Energy Company Obligation (ECO) scheme

Data from the Department for Business, Energy and Industrial Strategy (BEIS) of energy efficiency installation measures, such as new boilers or insulation that energy companies installed in properties as part of the ECO scheme. This dataset contains data on the type of measure installed at a property and was incredibly powerful for predicting energy efficiency for those properties contained within it. The main limitation is that it only contains data for about 2 million properties and so provides no information for most of the housing stock.

National Energy Efficiency Data (NEED) framework

Data from BEIS of the electricity and gas consumption of all domestic properties. We avoided including the level of consumption in our model, as the model was intended to identify energy inefficient properties to address fuel poverty. Consumption would be artificially low in properties suffering from fuel poverty and so including these data would introduce dangerous bias to the model. However, the dataset could be used to create an indicator as to whether a property was heated with gas, which we had identified as a useful feature for predicting energy efficiency.

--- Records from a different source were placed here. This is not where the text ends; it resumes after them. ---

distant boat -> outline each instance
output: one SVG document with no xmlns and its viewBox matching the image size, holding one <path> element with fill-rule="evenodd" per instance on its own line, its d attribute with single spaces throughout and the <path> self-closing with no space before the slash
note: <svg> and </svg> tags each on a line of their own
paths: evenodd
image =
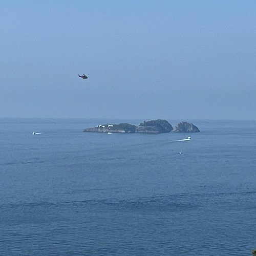
<svg viewBox="0 0 256 256">
<path fill-rule="evenodd" d="M 188 137 L 187 139 L 183 139 L 183 140 L 172 140 L 171 142 L 175 142 L 176 141 L 188 141 L 191 140 L 191 137 Z"/>
</svg>

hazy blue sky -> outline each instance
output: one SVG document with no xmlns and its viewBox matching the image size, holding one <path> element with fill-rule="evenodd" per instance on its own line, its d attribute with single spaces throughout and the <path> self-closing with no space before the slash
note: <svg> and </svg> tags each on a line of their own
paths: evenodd
<svg viewBox="0 0 256 256">
<path fill-rule="evenodd" d="M 0 117 L 256 119 L 255 0 L 2 0 L 0 11 Z"/>
</svg>

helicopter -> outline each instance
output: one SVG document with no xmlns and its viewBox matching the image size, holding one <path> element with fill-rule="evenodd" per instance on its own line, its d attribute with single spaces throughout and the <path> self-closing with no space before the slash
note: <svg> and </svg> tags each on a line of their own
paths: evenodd
<svg viewBox="0 0 256 256">
<path fill-rule="evenodd" d="M 82 75 L 78 75 L 78 76 L 83 79 L 87 79 L 88 78 L 86 75 L 84 75 L 84 74 L 83 74 Z"/>
</svg>

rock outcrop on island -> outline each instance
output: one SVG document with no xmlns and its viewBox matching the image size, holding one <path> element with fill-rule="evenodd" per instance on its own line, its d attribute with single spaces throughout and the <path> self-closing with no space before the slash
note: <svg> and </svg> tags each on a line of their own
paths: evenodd
<svg viewBox="0 0 256 256">
<path fill-rule="evenodd" d="M 129 123 L 119 123 L 119 124 L 99 124 L 93 128 L 87 128 L 84 132 L 93 133 L 134 133 L 137 126 Z"/>
<path fill-rule="evenodd" d="M 119 124 L 99 124 L 92 128 L 86 128 L 83 132 L 111 133 L 164 133 L 170 132 L 188 133 L 198 132 L 199 130 L 192 123 L 181 122 L 173 130 L 172 125 L 166 120 L 158 119 L 144 121 L 139 125 L 122 123 Z"/>
<path fill-rule="evenodd" d="M 187 122 L 181 122 L 173 130 L 175 133 L 198 133 L 199 129 L 193 123 Z"/>
<path fill-rule="evenodd" d="M 153 120 L 141 123 L 135 131 L 140 133 L 169 133 L 173 126 L 166 120 Z"/>
</svg>

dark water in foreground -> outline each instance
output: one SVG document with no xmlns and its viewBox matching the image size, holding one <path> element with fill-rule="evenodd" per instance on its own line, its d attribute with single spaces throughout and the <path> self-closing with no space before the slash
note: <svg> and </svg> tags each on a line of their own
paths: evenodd
<svg viewBox="0 0 256 256">
<path fill-rule="evenodd" d="M 101 122 L 0 119 L 1 255 L 251 254 L 256 122 L 81 133 Z"/>
</svg>

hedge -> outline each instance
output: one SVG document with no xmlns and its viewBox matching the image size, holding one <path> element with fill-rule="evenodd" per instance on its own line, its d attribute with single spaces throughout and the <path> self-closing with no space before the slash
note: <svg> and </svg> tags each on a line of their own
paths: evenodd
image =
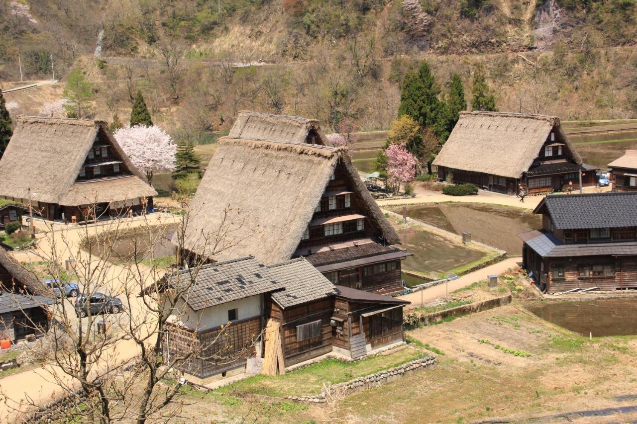
<svg viewBox="0 0 637 424">
<path fill-rule="evenodd" d="M 442 192 L 450 196 L 466 196 L 478 194 L 478 186 L 471 183 L 448 185 L 442 189 Z"/>
</svg>

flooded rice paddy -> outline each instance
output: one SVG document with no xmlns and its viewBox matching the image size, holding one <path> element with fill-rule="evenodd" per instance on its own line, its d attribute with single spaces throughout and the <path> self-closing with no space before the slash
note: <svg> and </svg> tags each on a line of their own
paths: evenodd
<svg viewBox="0 0 637 424">
<path fill-rule="evenodd" d="M 509 256 L 522 254 L 522 243 L 516 234 L 542 226 L 541 217 L 530 210 L 478 203 L 408 206 L 407 216 L 456 234 L 468 231 L 472 240 L 505 250 Z"/>
<path fill-rule="evenodd" d="M 176 228 L 175 225 L 155 225 L 125 230 L 118 236 L 102 233 L 85 241 L 82 247 L 97 256 L 110 255 L 106 258 L 115 261 L 174 256 L 175 246 L 168 236 Z"/>
<path fill-rule="evenodd" d="M 532 302 L 525 307 L 543 320 L 582 336 L 637 334 L 634 299 Z"/>
<path fill-rule="evenodd" d="M 408 228 L 398 230 L 401 247 L 412 253 L 403 261 L 403 269 L 430 274 L 440 274 L 485 255 L 484 251 L 454 243 L 430 231 Z M 422 283 L 417 281 L 416 284 Z M 407 279 L 406 279 L 406 280 Z"/>
</svg>

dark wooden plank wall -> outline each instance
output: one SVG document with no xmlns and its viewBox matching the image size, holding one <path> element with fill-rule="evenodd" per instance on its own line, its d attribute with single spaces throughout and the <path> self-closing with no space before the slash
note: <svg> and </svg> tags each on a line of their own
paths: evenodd
<svg viewBox="0 0 637 424">
<path fill-rule="evenodd" d="M 545 271 L 548 272 L 549 293 L 564 292 L 581 287 L 587 288 L 599 287 L 603 290 L 615 290 L 617 288 L 637 288 L 637 257 L 613 257 L 598 256 L 587 257 L 574 257 L 569 262 L 569 258 L 547 258 L 545 260 Z M 606 265 L 614 267 L 615 276 L 611 277 L 580 278 L 580 265 Z M 564 266 L 564 279 L 553 278 L 552 266 Z"/>
</svg>

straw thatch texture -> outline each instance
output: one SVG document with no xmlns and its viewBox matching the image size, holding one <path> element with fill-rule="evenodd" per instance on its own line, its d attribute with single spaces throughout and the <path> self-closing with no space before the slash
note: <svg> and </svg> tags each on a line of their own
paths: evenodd
<svg viewBox="0 0 637 424">
<path fill-rule="evenodd" d="M 20 117 L 0 160 L 0 195 L 29 199 L 30 188 L 32 200 L 63 204 L 62 199 L 77 179 L 98 131 L 121 158 L 124 167 L 140 179 L 137 185 L 145 186 L 144 193 L 154 193 L 143 182 L 145 177 L 109 133 L 104 122 Z M 134 194 L 132 197 L 147 195 L 141 192 L 131 194 Z"/>
<path fill-rule="evenodd" d="M 13 281 L 11 282 L 18 290 L 24 287 L 32 295 L 48 295 L 44 284 L 36 278 L 35 275 L 27 271 L 17 261 L 10 256 L 3 249 L 0 249 L 0 266 L 11 274 Z M 6 287 L 11 289 L 11 287 Z"/>
<path fill-rule="evenodd" d="M 156 196 L 157 192 L 136 176 L 127 175 L 98 181 L 75 183 L 60 199 L 60 204 L 82 204 L 121 202 L 137 197 Z"/>
<path fill-rule="evenodd" d="M 343 148 L 230 138 L 219 145 L 187 218 L 187 250 L 218 261 L 290 259 L 341 158 L 357 191 L 362 187 L 356 195 L 369 219 L 388 242 L 399 240 Z"/>
<path fill-rule="evenodd" d="M 251 111 L 239 112 L 228 137 L 301 144 L 305 143 L 311 130 L 317 133 L 322 144 L 331 145 L 321 132 L 316 120 Z"/>
<path fill-rule="evenodd" d="M 434 165 L 519 178 L 538 157 L 554 127 L 578 164 L 580 157 L 559 118 L 540 115 L 461 112 Z"/>
</svg>

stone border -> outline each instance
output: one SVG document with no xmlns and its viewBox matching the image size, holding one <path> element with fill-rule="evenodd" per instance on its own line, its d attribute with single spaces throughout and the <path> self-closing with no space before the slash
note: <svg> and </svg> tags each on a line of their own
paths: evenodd
<svg viewBox="0 0 637 424">
<path fill-rule="evenodd" d="M 346 395 L 362 392 L 373 387 L 378 387 L 382 385 L 395 381 L 406 375 L 413 374 L 420 369 L 431 368 L 438 364 L 438 359 L 433 355 L 429 355 L 424 358 L 415 359 L 403 365 L 370 374 L 364 377 L 358 377 L 349 381 L 339 383 L 331 385 L 328 392 L 343 391 Z M 283 399 L 294 402 L 308 404 L 322 404 L 326 402 L 327 393 L 325 390 L 318 395 L 310 396 L 285 396 Z"/>
</svg>

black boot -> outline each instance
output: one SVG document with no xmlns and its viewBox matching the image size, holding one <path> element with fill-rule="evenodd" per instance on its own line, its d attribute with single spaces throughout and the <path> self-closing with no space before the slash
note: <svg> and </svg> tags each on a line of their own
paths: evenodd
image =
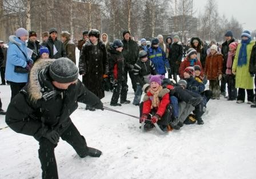
<svg viewBox="0 0 256 179">
<path fill-rule="evenodd" d="M 91 147 L 88 147 L 88 155 L 93 157 L 99 157 L 102 154 L 101 150 Z"/>
<path fill-rule="evenodd" d="M 129 101 L 129 100 L 127 100 L 120 101 L 120 103 L 121 103 L 121 104 L 129 104 L 130 103 L 131 103 L 131 101 Z"/>
<path fill-rule="evenodd" d="M 94 111 L 96 110 L 94 107 L 93 107 L 88 105 L 86 105 L 86 107 L 85 108 L 85 109 L 86 110 L 89 110 L 89 111 Z"/>
<path fill-rule="evenodd" d="M 6 112 L 3 111 L 2 109 L 0 109 L 0 115 L 5 115 L 6 113 Z"/>
<path fill-rule="evenodd" d="M 120 103 L 110 103 L 110 105 L 112 105 L 112 106 L 122 106 L 122 104 L 121 104 Z"/>
</svg>

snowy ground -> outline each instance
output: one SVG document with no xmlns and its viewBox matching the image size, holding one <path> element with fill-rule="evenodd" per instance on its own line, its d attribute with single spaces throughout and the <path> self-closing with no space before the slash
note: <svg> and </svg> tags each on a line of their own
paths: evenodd
<svg viewBox="0 0 256 179">
<path fill-rule="evenodd" d="M 10 86 L 0 91 L 5 109 Z M 129 99 L 133 96 L 129 91 Z M 110 107 L 111 97 L 106 93 L 105 106 L 138 116 L 132 104 Z M 136 119 L 85 107 L 79 104 L 72 120 L 88 145 L 103 154 L 81 159 L 61 140 L 55 151 L 59 178 L 256 178 L 256 109 L 246 103 L 210 100 L 204 125 L 185 125 L 166 136 L 142 133 Z M 5 126 L 0 116 L 0 128 Z M 40 178 L 38 147 L 31 136 L 0 130 L 0 178 Z"/>
</svg>

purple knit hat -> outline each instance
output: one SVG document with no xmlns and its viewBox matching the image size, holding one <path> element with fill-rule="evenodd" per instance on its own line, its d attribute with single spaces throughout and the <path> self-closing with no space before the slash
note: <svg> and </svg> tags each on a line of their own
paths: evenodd
<svg viewBox="0 0 256 179">
<path fill-rule="evenodd" d="M 162 80 L 165 78 L 165 76 L 162 75 L 150 75 L 149 78 L 150 83 L 154 82 L 161 85 Z"/>
</svg>

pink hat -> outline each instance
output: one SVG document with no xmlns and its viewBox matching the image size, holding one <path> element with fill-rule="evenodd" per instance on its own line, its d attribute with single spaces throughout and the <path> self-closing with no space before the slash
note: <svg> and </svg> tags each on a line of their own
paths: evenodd
<svg viewBox="0 0 256 179">
<path fill-rule="evenodd" d="M 161 85 L 162 80 L 165 78 L 165 76 L 162 75 L 150 75 L 149 78 L 150 83 L 154 82 Z"/>
<path fill-rule="evenodd" d="M 237 49 L 237 47 L 238 45 L 238 43 L 237 43 L 237 42 L 234 42 L 231 43 L 229 44 L 229 47 L 232 47 L 234 49 Z"/>
</svg>

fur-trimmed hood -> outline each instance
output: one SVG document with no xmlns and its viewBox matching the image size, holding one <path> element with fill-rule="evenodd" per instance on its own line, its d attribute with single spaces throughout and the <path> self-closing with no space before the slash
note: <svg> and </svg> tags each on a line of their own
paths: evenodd
<svg viewBox="0 0 256 179">
<path fill-rule="evenodd" d="M 18 45 L 19 47 L 21 46 L 22 44 L 24 44 L 26 46 L 27 46 L 27 43 L 25 42 L 22 42 L 18 36 L 16 35 L 10 35 L 9 36 L 9 43 L 14 43 Z M 10 44 L 9 44 L 10 45 Z"/>
<path fill-rule="evenodd" d="M 43 97 L 44 92 L 43 87 L 41 86 L 39 74 L 44 72 L 55 59 L 39 59 L 34 64 L 30 74 L 29 83 L 28 84 L 28 91 L 30 98 L 33 101 L 37 101 Z"/>
</svg>

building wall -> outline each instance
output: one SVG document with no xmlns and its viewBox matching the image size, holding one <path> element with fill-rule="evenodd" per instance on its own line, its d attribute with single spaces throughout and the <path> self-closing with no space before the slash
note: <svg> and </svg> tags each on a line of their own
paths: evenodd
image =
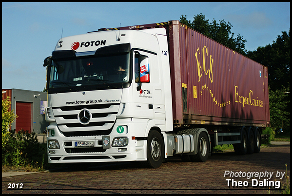
<svg viewBox="0 0 292 196">
<path fill-rule="evenodd" d="M 31 133 L 35 132 L 37 134 L 42 133 L 49 126 L 49 123 L 47 122 L 45 119 L 44 114 L 41 114 L 41 101 L 47 101 L 47 94 L 45 92 L 39 91 L 29 91 L 17 89 L 2 89 L 2 91 L 6 91 L 9 92 L 11 90 L 11 94 L 7 95 L 10 97 L 11 101 L 11 109 L 14 110 L 15 114 L 16 111 L 17 102 L 23 102 L 31 104 L 31 119 L 30 119 Z M 7 96 L 4 94 L 3 98 L 5 98 Z M 40 95 L 39 96 L 38 96 Z M 35 96 L 35 95 L 37 96 Z M 41 101 L 42 102 L 42 101 Z M 17 121 L 17 118 L 11 125 L 11 129 L 16 129 L 16 123 L 18 127 L 21 127 L 21 124 Z M 19 130 L 16 130 L 18 131 Z M 26 131 L 26 130 L 25 130 Z"/>
</svg>

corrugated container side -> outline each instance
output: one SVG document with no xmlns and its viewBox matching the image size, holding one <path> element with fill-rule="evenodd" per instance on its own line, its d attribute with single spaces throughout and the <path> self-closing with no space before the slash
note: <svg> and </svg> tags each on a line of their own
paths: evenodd
<svg viewBox="0 0 292 196">
<path fill-rule="evenodd" d="M 268 126 L 267 69 L 172 22 L 169 37 L 174 122 Z"/>
</svg>

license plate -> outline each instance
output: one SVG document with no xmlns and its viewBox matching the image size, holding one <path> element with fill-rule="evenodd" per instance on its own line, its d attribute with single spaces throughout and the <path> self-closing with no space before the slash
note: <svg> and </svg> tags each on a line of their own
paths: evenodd
<svg viewBox="0 0 292 196">
<path fill-rule="evenodd" d="M 93 147 L 94 141 L 76 141 L 75 147 Z"/>
</svg>

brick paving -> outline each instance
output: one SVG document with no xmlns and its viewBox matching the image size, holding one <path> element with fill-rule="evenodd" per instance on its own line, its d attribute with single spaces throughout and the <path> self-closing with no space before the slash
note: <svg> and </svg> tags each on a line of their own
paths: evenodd
<svg viewBox="0 0 292 196">
<path fill-rule="evenodd" d="M 243 156 L 234 151 L 216 153 L 205 162 L 183 162 L 174 157 L 157 169 L 123 162 L 94 166 L 86 171 L 64 168 L 2 177 L 2 194 L 267 194 L 266 187 L 252 187 L 251 178 L 224 177 L 225 171 L 273 172 L 271 180 L 279 180 L 276 173 L 285 172 L 286 164 L 290 176 L 290 144 L 262 148 L 258 154 Z M 228 178 L 247 181 L 250 186 L 228 187 Z M 8 190 L 9 183 L 22 183 L 23 189 Z"/>
</svg>

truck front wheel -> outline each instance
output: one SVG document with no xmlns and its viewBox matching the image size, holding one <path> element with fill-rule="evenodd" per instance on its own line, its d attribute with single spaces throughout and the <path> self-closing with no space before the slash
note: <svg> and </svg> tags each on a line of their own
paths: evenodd
<svg viewBox="0 0 292 196">
<path fill-rule="evenodd" d="M 241 132 L 241 140 L 240 143 L 234 144 L 234 151 L 237 155 L 245 155 L 247 152 L 248 136 L 246 129 L 243 127 Z"/>
<path fill-rule="evenodd" d="M 164 144 L 161 135 L 156 130 L 151 130 L 147 138 L 147 165 L 149 167 L 159 167 L 164 157 Z"/>
</svg>

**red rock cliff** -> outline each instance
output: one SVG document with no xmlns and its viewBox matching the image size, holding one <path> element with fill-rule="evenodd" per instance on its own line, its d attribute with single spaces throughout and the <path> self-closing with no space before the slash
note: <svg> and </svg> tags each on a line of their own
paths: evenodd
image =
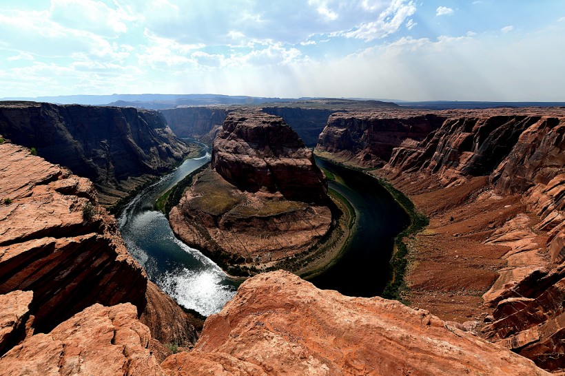
<svg viewBox="0 0 565 376">
<path fill-rule="evenodd" d="M 324 203 L 327 182 L 312 152 L 279 117 L 232 112 L 214 140 L 212 167 L 241 189 L 280 191 L 288 200 Z"/>
<path fill-rule="evenodd" d="M 2 102 L 0 134 L 92 180 L 107 205 L 189 152 L 160 114 L 134 108 Z"/>
<path fill-rule="evenodd" d="M 88 180 L 14 144 L 0 145 L 0 294 L 33 291 L 29 314 L 36 332 L 94 303 L 127 302 L 156 338 L 196 340 L 181 308 L 127 253 Z M 163 312 L 167 323 L 153 320 Z"/>
</svg>

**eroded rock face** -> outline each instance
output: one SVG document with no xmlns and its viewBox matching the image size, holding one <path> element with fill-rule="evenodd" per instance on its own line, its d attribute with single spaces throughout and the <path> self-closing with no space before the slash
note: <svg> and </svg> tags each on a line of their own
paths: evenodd
<svg viewBox="0 0 565 376">
<path fill-rule="evenodd" d="M 393 148 L 415 145 L 439 128 L 445 118 L 408 110 L 336 113 L 328 119 L 316 149 L 346 163 L 382 166 Z"/>
<path fill-rule="evenodd" d="M 441 127 L 394 149 L 377 173 L 431 217 L 411 246 L 413 302 L 480 320 L 473 291 L 486 287 L 494 322 L 484 335 L 544 368 L 565 368 L 556 340 L 563 337 L 565 112 L 435 114 L 445 118 Z"/>
<path fill-rule="evenodd" d="M 0 295 L 0 356 L 25 336 L 32 291 L 12 291 Z"/>
<path fill-rule="evenodd" d="M 280 192 L 285 198 L 326 203 L 327 182 L 314 154 L 280 118 L 232 112 L 216 136 L 212 167 L 240 189 Z"/>
<path fill-rule="evenodd" d="M 197 140 L 205 138 L 214 127 L 221 126 L 227 114 L 226 109 L 215 107 L 170 108 L 159 112 L 176 136 Z M 212 139 L 209 141 L 212 143 Z"/>
<path fill-rule="evenodd" d="M 244 282 L 195 348 L 269 375 L 548 375 L 426 311 L 318 290 L 282 271 Z"/>
<path fill-rule="evenodd" d="M 194 342 L 185 313 L 127 253 L 92 182 L 14 144 L 0 145 L 0 293 L 34 291 L 36 333 L 95 302 L 127 302 L 144 317 L 176 320 L 147 322 L 156 338 Z"/>
<path fill-rule="evenodd" d="M 0 134 L 92 180 L 105 205 L 189 152 L 161 114 L 134 108 L 3 102 Z"/>
<path fill-rule="evenodd" d="M 162 375 L 135 306 L 94 304 L 0 358 L 4 375 Z"/>
</svg>

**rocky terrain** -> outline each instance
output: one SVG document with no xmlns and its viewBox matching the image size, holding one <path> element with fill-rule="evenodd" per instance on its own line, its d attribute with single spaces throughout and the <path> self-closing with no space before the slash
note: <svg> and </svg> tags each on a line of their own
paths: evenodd
<svg viewBox="0 0 565 376">
<path fill-rule="evenodd" d="M 26 306 L 6 338 L 48 333 L 94 303 L 128 302 L 154 338 L 196 341 L 189 317 L 127 253 L 90 180 L 12 143 L 0 155 L 0 294 L 25 291 L 7 306 Z M 170 323 L 154 320 L 163 317 Z"/>
<path fill-rule="evenodd" d="M 3 327 L 16 326 L 25 297 L 11 306 L 11 320 L 0 317 Z M 14 300 L 0 303 L 7 299 Z M 158 359 L 152 341 L 132 304 L 94 304 L 28 335 L 0 367 L 10 375 L 550 375 L 427 311 L 318 290 L 282 271 L 244 282 L 207 320 L 192 351 Z"/>
<path fill-rule="evenodd" d="M 229 114 L 201 171 L 169 213 L 189 245 L 227 265 L 272 263 L 306 252 L 328 232 L 327 183 L 280 118 Z"/>
<path fill-rule="evenodd" d="M 221 126 L 227 115 L 226 107 L 186 107 L 159 111 L 167 124 L 178 137 L 190 137 L 209 141 L 205 138 L 214 127 Z"/>
<path fill-rule="evenodd" d="M 380 167 L 393 148 L 416 145 L 445 119 L 442 114 L 402 109 L 337 112 L 320 134 L 317 150 L 342 163 Z"/>
<path fill-rule="evenodd" d="M 158 112 L 134 108 L 2 102 L 0 134 L 92 180 L 105 206 L 189 152 Z"/>
<path fill-rule="evenodd" d="M 372 172 L 430 217 L 427 229 L 407 240 L 407 299 L 466 322 L 543 368 L 565 368 L 565 110 L 433 114 L 444 118 L 440 128 L 395 148 L 384 168 Z M 320 136 L 318 147 L 337 159 L 359 155 L 327 140 Z"/>
</svg>

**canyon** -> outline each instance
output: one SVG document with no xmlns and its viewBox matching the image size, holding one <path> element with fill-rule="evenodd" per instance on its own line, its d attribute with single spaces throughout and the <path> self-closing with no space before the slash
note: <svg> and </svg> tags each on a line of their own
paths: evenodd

Central Fit Register (CFR) Feed-in-Tariff scheme

Data from BEIS of renewable energy source installation. This dataset was useful in a similar way to the ECO dataset but was again limited by the relatively low number of properties included (around 800,000).

Socio-demographic data

Various data sources from Office for National Statistics (ONS) statistics relating to the demographics and surroundings of local areas. These included rural-urban classifications of an area, population density, the proportion of the population aged older than 65 and younger than 16 years, and deprivation statistics from the Index of Multiple Deprivation (IMD). These statistics were aggregated at Lower layer Super Output Area (LSOA) level, an ONS statistical area averaging around 650 households, providing some limited information on the surrounding area.

Meteorological data

Since local temperatures and weather feed into SAP scores, we included data from the Met Office at local authority district (LAD) level from which the number of days the temperature dropped below zero degrees Celsius was derived and estimated windspeed at a property’s location roughly extrapolated from the Numerical Objective Analysis Boundary Layer (NOABL) wind speed database, which gives wind speed at points on a 1 kilometre square grid. The low resolution of these data sources limited their usefulness to the model.

EPC data

Data from DLUHC of the features recorded in EPCs. While we could not use this data directly as we were trying to predict SAP scores for properties without EPCs, we were able to use these data to create a feature for all properties that calculated the median SAP score of the closest seven similar properties that possessed an EPC. This feature proved very powerful.